A powerful metaphor from the mind of F. Scott Fitzgerald looms large in Shawn Levy‘s review of The Social Network in The Oregonian as well as Ann Hornaday‘s review in The Washington Post:

Levy: “Indeed, as in David Cronenberg‘s The Fly, when a drunken lovers quarrel leads the hero into a rash act that changes him forever, Aaron Sorkin‘s Mark Zuckerberg sets down the path that will eventually lead him to billions while soaking in a beer-fueled snit fit at a girl (Rooney Mara) who won’t have him. In a sense, all that follows — the programming marathons, the less-than-above-board business dealings, the efforts to position the web site and turn it into a phenomenon — is spurred by Zuckerberg’s yearning for this dream girl. She is Daisy Buchanan to his Jay Gatsby, and the green light on a distant dock has morphed into the refresh button on a Facebook page.”

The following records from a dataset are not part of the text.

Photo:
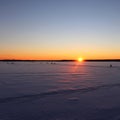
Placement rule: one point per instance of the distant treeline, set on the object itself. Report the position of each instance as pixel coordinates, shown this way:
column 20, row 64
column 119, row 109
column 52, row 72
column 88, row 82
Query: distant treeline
column 87, row 60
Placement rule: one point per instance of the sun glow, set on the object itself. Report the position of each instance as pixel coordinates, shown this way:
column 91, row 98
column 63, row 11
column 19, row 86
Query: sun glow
column 80, row 59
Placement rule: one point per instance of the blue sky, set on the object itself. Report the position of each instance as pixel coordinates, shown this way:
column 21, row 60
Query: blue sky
column 59, row 29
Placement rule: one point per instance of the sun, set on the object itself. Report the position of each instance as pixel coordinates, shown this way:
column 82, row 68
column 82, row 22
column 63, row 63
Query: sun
column 80, row 59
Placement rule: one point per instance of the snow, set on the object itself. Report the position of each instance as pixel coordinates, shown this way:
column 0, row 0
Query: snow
column 61, row 91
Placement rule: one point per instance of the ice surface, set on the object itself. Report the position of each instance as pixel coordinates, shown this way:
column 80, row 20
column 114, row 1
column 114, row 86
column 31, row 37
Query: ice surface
column 61, row 91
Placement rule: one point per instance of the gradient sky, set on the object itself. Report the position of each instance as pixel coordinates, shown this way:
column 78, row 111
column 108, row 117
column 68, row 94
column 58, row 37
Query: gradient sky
column 59, row 29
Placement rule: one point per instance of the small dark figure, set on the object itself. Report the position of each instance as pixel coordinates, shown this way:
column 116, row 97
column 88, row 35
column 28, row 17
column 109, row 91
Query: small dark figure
column 110, row 65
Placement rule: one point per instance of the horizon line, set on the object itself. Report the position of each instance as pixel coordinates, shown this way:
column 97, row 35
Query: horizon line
column 61, row 60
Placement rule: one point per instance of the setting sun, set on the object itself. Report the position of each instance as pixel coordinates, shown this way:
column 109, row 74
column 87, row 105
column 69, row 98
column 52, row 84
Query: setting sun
column 80, row 59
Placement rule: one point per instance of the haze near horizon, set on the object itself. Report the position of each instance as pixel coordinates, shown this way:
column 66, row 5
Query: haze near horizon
column 59, row 29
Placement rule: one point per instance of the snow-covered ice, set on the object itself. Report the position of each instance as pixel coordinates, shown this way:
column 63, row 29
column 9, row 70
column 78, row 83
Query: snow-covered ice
column 61, row 91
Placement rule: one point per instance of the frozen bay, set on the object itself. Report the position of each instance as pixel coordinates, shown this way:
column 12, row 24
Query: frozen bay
column 60, row 91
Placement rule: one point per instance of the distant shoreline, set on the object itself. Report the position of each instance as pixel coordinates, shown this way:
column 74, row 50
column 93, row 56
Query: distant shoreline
column 87, row 60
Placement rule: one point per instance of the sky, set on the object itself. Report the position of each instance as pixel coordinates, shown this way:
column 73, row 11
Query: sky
column 59, row 29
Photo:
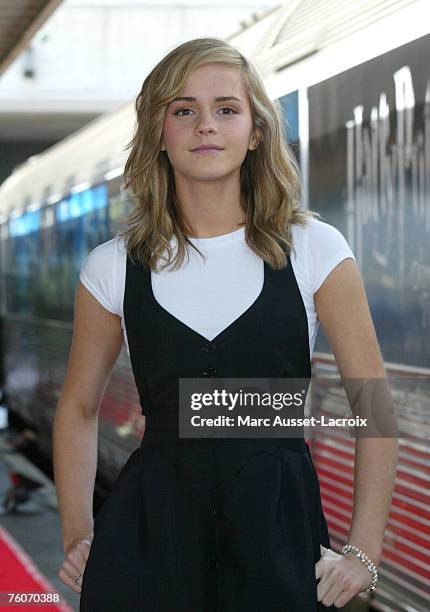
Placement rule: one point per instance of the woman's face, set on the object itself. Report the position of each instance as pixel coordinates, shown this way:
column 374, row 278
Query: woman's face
column 202, row 120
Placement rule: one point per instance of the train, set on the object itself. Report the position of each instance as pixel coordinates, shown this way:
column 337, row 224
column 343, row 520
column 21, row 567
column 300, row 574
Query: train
column 357, row 116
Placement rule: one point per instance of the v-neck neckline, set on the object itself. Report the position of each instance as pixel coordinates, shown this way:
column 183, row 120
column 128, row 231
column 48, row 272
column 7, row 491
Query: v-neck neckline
column 227, row 329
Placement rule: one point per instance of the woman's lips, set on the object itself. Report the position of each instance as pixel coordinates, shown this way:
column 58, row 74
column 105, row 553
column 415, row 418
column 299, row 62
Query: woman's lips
column 207, row 151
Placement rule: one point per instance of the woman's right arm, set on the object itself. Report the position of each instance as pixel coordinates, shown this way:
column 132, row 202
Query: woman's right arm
column 96, row 344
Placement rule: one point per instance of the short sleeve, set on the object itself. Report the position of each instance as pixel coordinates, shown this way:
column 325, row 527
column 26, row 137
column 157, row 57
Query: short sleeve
column 97, row 274
column 327, row 248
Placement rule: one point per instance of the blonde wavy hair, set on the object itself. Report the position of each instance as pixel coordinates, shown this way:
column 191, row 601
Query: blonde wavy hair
column 270, row 183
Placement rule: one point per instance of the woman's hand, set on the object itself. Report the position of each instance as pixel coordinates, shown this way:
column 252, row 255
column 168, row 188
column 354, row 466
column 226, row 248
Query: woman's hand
column 341, row 578
column 74, row 563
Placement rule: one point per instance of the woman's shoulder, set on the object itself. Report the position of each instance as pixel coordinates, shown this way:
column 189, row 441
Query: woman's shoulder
column 320, row 247
column 102, row 271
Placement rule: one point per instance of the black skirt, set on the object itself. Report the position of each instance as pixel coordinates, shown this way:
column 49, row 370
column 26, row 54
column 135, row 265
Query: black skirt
column 209, row 526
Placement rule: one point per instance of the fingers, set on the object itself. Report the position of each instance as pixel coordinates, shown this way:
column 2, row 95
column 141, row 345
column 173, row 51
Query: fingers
column 74, row 565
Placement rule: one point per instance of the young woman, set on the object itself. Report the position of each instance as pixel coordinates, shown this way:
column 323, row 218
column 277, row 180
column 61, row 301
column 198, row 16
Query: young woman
column 220, row 273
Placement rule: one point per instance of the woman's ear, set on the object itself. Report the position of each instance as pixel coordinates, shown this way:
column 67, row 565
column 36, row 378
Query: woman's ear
column 255, row 139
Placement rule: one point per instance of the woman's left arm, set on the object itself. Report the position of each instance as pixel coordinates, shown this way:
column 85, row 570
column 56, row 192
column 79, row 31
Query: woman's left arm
column 342, row 308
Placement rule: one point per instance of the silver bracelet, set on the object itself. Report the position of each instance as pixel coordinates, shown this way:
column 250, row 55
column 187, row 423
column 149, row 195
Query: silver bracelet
column 349, row 548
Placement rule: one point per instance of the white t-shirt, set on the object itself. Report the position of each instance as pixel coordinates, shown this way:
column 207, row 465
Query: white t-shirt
column 209, row 295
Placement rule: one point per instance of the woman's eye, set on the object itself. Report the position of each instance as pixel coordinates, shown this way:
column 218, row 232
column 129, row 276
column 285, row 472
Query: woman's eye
column 180, row 110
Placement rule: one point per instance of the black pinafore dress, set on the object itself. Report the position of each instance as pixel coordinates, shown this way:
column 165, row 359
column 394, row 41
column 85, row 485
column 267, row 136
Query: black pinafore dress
column 209, row 525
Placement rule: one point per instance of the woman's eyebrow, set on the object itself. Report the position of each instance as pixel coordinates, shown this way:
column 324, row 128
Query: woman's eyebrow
column 216, row 99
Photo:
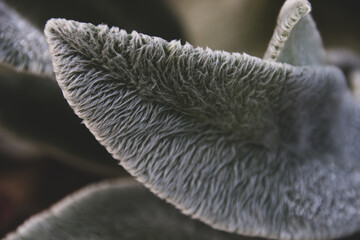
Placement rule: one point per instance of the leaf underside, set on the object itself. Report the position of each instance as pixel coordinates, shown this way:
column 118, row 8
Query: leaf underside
column 110, row 210
column 242, row 144
column 22, row 46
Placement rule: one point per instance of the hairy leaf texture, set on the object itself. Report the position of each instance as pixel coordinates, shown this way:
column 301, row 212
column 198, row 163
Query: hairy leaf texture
column 22, row 46
column 111, row 210
column 246, row 145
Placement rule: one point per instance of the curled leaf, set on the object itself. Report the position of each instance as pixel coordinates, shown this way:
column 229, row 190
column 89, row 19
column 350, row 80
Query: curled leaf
column 120, row 209
column 245, row 145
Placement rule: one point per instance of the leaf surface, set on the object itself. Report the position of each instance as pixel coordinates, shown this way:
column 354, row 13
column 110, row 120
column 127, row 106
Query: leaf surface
column 245, row 145
column 120, row 209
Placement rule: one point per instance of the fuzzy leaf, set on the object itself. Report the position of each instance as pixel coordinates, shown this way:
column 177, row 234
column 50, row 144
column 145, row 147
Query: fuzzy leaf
column 245, row 145
column 34, row 111
column 151, row 17
column 115, row 210
column 22, row 46
column 296, row 40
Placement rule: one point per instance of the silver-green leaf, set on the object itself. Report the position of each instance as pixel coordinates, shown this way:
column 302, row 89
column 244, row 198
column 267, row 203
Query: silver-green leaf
column 296, row 40
column 246, row 145
column 22, row 46
column 112, row 210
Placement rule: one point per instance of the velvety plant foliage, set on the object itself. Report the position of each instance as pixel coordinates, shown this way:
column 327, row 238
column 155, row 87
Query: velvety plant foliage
column 248, row 146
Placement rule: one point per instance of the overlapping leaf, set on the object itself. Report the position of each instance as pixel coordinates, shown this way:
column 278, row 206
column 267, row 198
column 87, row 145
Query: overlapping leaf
column 120, row 209
column 246, row 145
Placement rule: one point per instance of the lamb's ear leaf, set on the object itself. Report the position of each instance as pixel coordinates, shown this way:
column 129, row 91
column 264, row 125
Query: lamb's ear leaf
column 33, row 111
column 152, row 17
column 296, row 39
column 22, row 46
column 117, row 209
column 245, row 145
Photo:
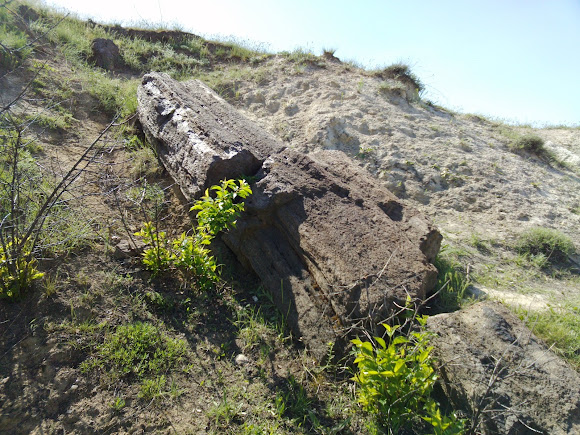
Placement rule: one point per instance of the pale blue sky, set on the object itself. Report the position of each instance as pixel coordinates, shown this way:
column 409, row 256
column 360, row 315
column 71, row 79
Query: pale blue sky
column 513, row 59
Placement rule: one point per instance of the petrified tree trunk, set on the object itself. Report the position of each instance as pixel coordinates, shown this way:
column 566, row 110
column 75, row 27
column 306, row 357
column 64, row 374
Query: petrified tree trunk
column 334, row 247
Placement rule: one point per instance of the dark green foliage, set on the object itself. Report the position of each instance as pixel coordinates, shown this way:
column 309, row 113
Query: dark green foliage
column 401, row 72
column 531, row 143
column 138, row 350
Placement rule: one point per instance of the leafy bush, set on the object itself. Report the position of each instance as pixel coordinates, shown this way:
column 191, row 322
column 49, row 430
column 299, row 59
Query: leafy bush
column 220, row 213
column 559, row 327
column 451, row 282
column 552, row 244
column 531, row 143
column 16, row 272
column 137, row 350
column 190, row 254
column 402, row 73
column 395, row 381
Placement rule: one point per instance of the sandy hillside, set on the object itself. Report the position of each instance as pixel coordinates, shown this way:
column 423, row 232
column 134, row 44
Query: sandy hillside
column 457, row 168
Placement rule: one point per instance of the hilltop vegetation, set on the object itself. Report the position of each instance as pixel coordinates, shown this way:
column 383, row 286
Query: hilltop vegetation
column 91, row 341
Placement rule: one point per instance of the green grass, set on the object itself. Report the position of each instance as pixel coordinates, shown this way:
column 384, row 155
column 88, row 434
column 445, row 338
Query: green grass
column 530, row 143
column 451, row 281
column 558, row 327
column 551, row 244
column 137, row 350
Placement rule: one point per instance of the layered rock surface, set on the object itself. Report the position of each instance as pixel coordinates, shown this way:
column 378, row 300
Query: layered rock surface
column 333, row 247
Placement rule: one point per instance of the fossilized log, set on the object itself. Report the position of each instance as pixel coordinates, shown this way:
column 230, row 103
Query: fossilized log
column 333, row 247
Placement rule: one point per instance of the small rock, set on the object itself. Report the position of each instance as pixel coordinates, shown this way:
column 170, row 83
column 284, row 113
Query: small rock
column 106, row 54
column 241, row 359
column 128, row 249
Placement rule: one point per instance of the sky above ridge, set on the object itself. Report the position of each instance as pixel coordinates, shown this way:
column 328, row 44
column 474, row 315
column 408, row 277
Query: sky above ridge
column 517, row 60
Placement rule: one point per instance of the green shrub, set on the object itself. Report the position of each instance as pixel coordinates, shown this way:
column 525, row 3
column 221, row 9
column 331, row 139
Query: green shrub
column 15, row 47
column 531, row 143
column 552, row 244
column 137, row 350
column 559, row 326
column 16, row 272
column 402, row 73
column 190, row 254
column 395, row 381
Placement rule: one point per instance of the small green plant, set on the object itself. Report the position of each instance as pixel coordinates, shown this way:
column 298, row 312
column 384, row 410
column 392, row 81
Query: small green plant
column 531, row 143
column 117, row 405
column 395, row 379
column 137, row 350
column 546, row 242
column 220, row 213
column 159, row 256
column 190, row 253
column 152, row 388
column 558, row 326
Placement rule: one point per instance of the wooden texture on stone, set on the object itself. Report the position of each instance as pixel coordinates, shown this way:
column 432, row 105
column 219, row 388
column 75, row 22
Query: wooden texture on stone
column 200, row 139
column 489, row 360
column 333, row 247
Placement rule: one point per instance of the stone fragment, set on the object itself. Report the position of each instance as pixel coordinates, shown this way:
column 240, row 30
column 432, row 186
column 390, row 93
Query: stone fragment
column 199, row 137
column 334, row 249
column 492, row 364
column 128, row 249
column 105, row 54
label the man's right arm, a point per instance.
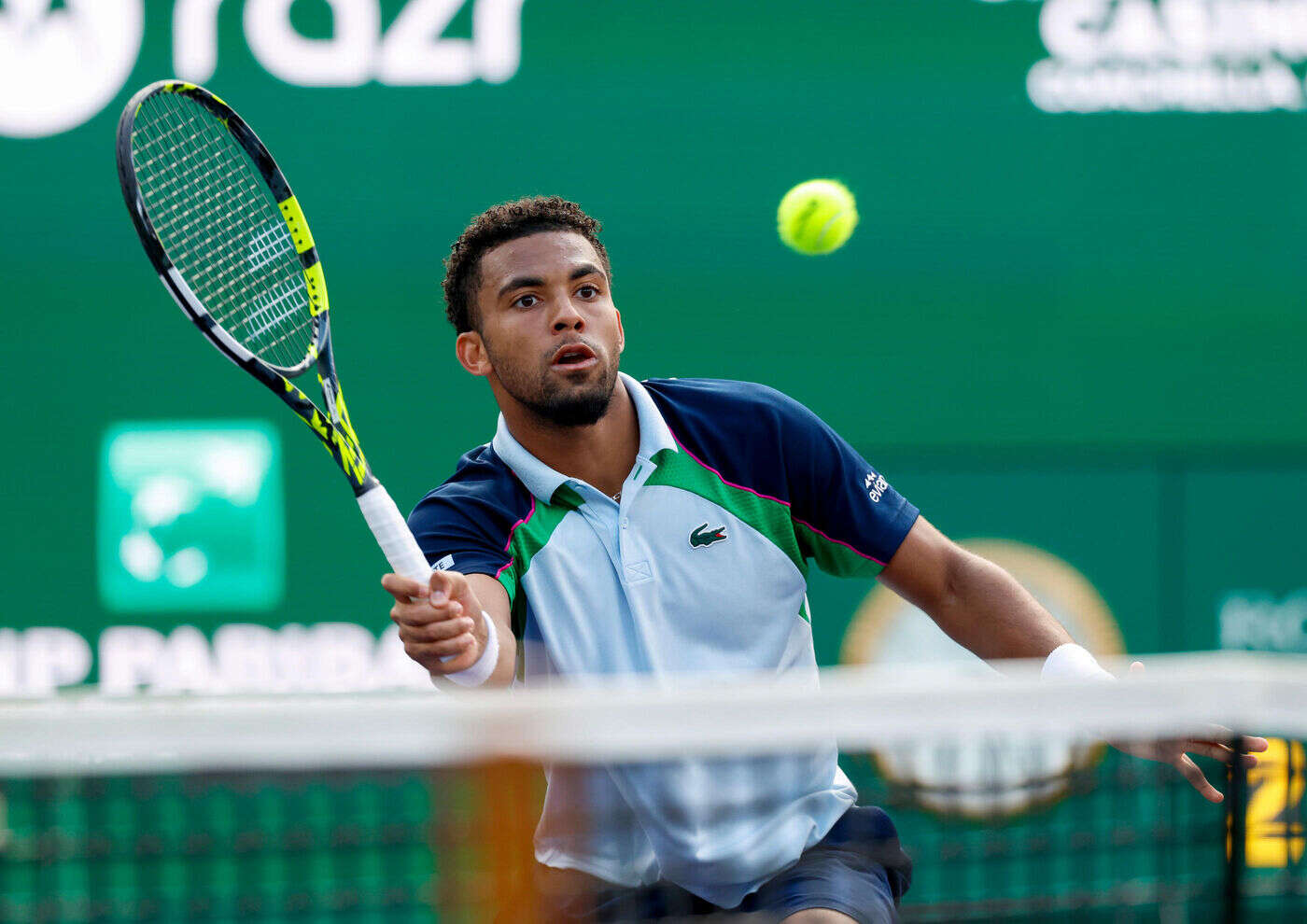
(442, 620)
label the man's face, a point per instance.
(549, 327)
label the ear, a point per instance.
(472, 353)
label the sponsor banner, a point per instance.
(235, 658)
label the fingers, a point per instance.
(404, 588)
(1189, 770)
(434, 626)
(447, 586)
(444, 656)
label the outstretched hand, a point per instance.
(1215, 744)
(440, 621)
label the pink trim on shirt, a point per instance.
(512, 531)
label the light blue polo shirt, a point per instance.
(699, 567)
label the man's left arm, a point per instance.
(977, 603)
(987, 610)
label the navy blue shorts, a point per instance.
(858, 868)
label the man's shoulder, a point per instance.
(718, 396)
(481, 480)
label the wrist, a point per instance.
(480, 672)
(1072, 662)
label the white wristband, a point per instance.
(1071, 662)
(485, 665)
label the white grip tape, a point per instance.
(392, 535)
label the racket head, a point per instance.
(222, 228)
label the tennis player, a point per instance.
(666, 527)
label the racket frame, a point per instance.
(332, 427)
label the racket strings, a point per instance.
(221, 228)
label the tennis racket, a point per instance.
(231, 244)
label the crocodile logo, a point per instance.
(703, 536)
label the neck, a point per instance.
(601, 454)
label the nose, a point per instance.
(568, 317)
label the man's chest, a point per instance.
(668, 581)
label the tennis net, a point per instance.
(422, 806)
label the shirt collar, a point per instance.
(542, 482)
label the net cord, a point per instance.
(863, 708)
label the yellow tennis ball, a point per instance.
(817, 216)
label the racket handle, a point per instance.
(392, 534)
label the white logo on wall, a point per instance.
(1170, 55)
(61, 67)
(237, 658)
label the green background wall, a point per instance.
(1078, 330)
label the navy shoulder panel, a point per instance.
(471, 515)
(847, 516)
(736, 427)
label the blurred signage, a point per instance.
(1276, 835)
(1170, 55)
(190, 518)
(237, 658)
(889, 630)
(1258, 621)
(63, 61)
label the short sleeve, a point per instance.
(847, 518)
(466, 525)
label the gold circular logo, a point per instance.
(977, 777)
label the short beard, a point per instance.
(549, 402)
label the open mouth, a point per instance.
(572, 357)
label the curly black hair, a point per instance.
(497, 225)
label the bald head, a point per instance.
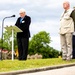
(66, 5)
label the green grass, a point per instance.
(9, 65)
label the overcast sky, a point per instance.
(45, 15)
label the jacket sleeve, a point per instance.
(26, 26)
(73, 17)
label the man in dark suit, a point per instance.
(23, 22)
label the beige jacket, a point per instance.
(66, 23)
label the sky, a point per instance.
(45, 16)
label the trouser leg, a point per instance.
(63, 46)
(73, 46)
(20, 49)
(69, 45)
(25, 44)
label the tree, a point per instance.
(7, 40)
(40, 44)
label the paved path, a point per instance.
(61, 71)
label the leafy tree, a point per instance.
(7, 40)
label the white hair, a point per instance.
(22, 10)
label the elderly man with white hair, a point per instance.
(23, 22)
(66, 31)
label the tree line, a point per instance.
(39, 43)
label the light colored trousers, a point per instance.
(66, 45)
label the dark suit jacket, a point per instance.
(24, 26)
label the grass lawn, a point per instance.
(9, 65)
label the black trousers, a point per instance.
(73, 46)
(23, 44)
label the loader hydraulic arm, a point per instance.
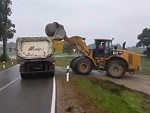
(57, 32)
(80, 43)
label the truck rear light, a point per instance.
(21, 67)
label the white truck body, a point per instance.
(35, 56)
(35, 48)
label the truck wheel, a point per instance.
(83, 66)
(24, 76)
(72, 63)
(116, 69)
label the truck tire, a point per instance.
(72, 63)
(116, 69)
(83, 66)
(24, 76)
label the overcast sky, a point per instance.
(121, 19)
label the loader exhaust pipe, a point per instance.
(55, 30)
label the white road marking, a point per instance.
(53, 97)
(9, 84)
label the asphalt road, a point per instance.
(25, 96)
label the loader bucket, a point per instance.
(55, 30)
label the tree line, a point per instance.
(7, 28)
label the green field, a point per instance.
(111, 98)
(145, 66)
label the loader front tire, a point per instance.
(116, 69)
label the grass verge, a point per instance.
(111, 98)
(8, 64)
(145, 66)
(64, 61)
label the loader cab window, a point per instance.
(107, 46)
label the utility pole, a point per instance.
(4, 32)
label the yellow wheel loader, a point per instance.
(116, 62)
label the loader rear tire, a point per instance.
(73, 63)
(83, 66)
(116, 69)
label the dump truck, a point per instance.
(35, 56)
(116, 62)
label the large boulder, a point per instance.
(55, 30)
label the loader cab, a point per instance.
(107, 43)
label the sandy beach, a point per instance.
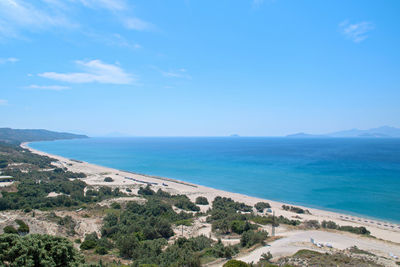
(387, 235)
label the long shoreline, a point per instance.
(378, 228)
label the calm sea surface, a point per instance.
(356, 176)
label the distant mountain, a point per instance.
(9, 135)
(380, 132)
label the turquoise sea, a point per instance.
(355, 176)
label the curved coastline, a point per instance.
(380, 229)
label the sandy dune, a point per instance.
(292, 241)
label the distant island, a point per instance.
(9, 135)
(380, 132)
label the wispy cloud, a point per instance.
(94, 71)
(115, 40)
(8, 60)
(257, 3)
(133, 23)
(179, 73)
(115, 5)
(20, 16)
(48, 87)
(356, 32)
(17, 15)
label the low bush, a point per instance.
(202, 201)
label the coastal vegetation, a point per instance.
(202, 201)
(261, 206)
(295, 209)
(35, 178)
(38, 250)
(144, 233)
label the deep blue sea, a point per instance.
(355, 176)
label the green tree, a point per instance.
(38, 250)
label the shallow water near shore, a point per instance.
(357, 176)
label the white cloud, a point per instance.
(8, 60)
(108, 4)
(16, 15)
(48, 87)
(94, 71)
(19, 16)
(115, 40)
(257, 2)
(133, 23)
(356, 32)
(179, 73)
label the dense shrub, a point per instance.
(250, 238)
(108, 179)
(116, 205)
(201, 201)
(23, 227)
(38, 250)
(235, 263)
(9, 229)
(295, 209)
(261, 206)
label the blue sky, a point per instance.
(199, 68)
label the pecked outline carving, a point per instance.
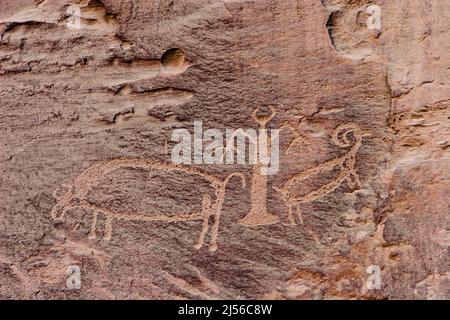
(346, 165)
(76, 197)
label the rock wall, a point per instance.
(91, 92)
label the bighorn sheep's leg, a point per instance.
(201, 239)
(93, 226)
(108, 227)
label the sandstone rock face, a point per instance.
(92, 91)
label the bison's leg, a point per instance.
(291, 215)
(299, 213)
(108, 227)
(201, 239)
(354, 179)
(215, 231)
(93, 225)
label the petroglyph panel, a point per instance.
(86, 179)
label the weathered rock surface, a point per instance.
(88, 106)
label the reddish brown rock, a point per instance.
(88, 107)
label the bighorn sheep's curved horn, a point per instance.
(263, 120)
(238, 174)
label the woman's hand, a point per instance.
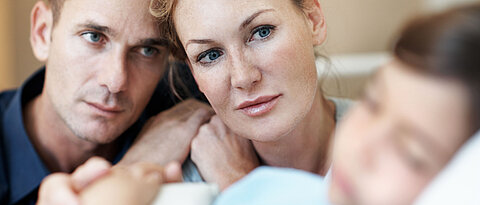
(167, 136)
(221, 156)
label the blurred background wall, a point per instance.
(356, 27)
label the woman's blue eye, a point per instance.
(209, 56)
(148, 51)
(264, 32)
(93, 37)
(261, 33)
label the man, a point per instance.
(103, 60)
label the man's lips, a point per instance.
(105, 108)
(258, 106)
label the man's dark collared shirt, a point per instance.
(21, 168)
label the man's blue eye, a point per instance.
(93, 37)
(148, 51)
(210, 56)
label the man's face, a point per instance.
(105, 59)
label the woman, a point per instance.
(416, 113)
(254, 61)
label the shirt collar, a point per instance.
(24, 167)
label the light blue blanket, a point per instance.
(275, 186)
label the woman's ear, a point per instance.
(314, 13)
(41, 25)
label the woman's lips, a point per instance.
(259, 106)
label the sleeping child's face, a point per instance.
(403, 132)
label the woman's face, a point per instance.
(398, 137)
(253, 60)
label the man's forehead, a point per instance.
(110, 12)
(114, 16)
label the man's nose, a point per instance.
(113, 74)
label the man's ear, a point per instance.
(315, 16)
(41, 25)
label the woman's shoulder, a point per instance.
(342, 105)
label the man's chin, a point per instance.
(99, 134)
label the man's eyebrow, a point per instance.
(252, 17)
(95, 26)
(153, 42)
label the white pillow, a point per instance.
(459, 182)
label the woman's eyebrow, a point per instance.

Hornaday: “What ensues is a narrative that hews closely to classic American tales of ambition, ingenuity, competition and betrayal; The Social Network has understandably been compared to Citizen Kane in its depiction of a man who changes society through bending an emergent technology to his will. But with its leitmotif of striving, resentment and cherchez la femme, the story also evokes Fitzgerald at his most longing and elegiac. A modern-day Jay Gatsby, the ‘refresh’ button on his keyboard standing in for Daisy Buchanan’s flashing green dock light, Zuckerberg — or at least Sorkin’s version of him — embodies all those timeless contradictions and of-the-moment tics (the hoodie, those flip-flops) that make for a classic literary anti-hero.”